87 years ago today, in the city of Rosario in Argentina, a man was born. Sartre called him "the most complete human being of our age" and the "era's most perfect man."

Thanks for the link. I don't see a lot of citations in there to be frank. I'm socialist/communist myself, but I'm always reluctant to embrace certain political figures from the past, because many of them hold onto antiquated ideals outside of 'class'.

The post you shared actually confirms the claims of his views on race and homosexuality, they just note that he changed his view on race later in his life.

This is an interesting read: http://cubaarchive.org/home/images/stories/che-guevara_interior-pages_en_final.pdf

I always find it hard to read 'anti-Che' pieces, because they are often coated with anti-socialist/communist rhetoric.
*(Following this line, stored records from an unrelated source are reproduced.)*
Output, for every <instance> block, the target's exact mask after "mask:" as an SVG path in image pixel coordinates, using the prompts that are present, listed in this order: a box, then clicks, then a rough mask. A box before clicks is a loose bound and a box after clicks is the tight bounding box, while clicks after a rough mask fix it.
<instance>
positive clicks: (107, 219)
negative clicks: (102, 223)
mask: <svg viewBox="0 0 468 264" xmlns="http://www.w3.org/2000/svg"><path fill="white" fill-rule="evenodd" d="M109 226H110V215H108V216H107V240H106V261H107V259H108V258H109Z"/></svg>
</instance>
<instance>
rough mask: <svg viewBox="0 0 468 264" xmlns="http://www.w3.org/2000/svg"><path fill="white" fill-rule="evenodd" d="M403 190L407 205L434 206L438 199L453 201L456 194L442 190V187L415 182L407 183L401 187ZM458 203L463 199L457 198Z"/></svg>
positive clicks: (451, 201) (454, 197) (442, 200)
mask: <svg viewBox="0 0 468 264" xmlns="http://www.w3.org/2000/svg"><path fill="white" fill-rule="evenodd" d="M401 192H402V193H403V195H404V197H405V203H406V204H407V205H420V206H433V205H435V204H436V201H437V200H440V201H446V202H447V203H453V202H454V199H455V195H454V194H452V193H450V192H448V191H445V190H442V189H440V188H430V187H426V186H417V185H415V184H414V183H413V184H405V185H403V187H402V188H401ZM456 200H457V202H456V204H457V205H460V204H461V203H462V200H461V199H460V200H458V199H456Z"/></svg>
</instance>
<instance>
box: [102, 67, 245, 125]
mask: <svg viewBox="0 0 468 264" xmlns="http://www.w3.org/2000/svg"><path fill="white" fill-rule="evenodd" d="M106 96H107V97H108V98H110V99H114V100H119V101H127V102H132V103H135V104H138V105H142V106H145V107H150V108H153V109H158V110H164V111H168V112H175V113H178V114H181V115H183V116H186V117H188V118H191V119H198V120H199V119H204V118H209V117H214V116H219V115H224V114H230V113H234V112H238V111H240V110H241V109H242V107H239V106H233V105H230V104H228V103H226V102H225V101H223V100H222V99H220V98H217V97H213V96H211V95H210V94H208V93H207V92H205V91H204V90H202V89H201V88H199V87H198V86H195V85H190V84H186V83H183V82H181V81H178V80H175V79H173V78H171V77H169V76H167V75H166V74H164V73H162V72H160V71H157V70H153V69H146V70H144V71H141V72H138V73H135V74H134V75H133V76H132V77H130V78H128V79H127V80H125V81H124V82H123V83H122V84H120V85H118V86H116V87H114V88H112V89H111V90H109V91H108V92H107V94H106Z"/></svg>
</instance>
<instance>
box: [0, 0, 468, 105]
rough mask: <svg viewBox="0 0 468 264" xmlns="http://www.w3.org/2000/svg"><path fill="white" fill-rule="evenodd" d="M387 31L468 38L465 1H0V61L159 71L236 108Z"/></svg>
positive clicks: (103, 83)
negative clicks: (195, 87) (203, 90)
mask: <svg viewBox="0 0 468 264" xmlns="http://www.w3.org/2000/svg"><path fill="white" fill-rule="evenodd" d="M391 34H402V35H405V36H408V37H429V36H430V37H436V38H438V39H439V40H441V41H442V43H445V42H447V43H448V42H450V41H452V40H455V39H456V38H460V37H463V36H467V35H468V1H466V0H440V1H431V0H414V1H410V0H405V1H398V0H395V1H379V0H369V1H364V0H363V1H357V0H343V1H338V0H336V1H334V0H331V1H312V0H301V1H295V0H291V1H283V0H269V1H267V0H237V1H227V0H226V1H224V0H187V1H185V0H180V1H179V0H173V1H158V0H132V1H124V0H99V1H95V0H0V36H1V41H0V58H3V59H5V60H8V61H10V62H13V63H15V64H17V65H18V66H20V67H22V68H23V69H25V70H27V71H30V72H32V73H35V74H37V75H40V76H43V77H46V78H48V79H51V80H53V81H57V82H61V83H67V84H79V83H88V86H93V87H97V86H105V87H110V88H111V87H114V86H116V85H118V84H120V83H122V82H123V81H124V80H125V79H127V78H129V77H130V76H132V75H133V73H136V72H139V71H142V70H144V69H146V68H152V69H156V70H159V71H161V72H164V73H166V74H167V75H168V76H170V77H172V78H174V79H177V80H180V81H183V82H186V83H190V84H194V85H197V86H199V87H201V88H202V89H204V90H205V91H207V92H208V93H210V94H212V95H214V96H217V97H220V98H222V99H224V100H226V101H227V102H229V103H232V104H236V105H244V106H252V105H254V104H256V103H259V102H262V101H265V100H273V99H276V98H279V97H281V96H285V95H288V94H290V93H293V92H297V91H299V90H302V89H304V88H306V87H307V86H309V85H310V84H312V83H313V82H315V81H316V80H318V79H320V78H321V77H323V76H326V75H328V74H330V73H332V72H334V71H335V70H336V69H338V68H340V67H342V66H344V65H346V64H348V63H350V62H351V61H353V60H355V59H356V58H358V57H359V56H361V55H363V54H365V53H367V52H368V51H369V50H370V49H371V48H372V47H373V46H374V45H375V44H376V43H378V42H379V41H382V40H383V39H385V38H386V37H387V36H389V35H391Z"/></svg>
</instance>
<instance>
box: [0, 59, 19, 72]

If you attack a person for his views on homosexuality, it has nothing to do with his views on class. I don't see the need to conflate the to, but people use the ad hominem attack to try and discredit the class perspective.

This is a lot of awful baggage attached to Che. I can't ever see him as a 'perfect man'. The deaths he's tied to, his support of an underling who shot a Black man for taking off his shoes because it was against a custom he didn't know about. Summary execution of peasants suspected to be working with Batista, or loitering, or stealing food because they were hungry.

When we see a tyrant like Batista, the is a tendency to mythologize the many who took him down, but what we have to remember is that Joseph Stalin played a huge role in taking down Hitler, and both he and Hitler claimed to promote socialist/communist ideals, but were really only self interested men.

Sanders may be an 'image', and Che may be pure action, but that pure action is not the action we need. Sanders may be slow moving because he works within the system, but at least he hasn't shot anybody in the head for stealing food to eat, or ordered/authorized such executions.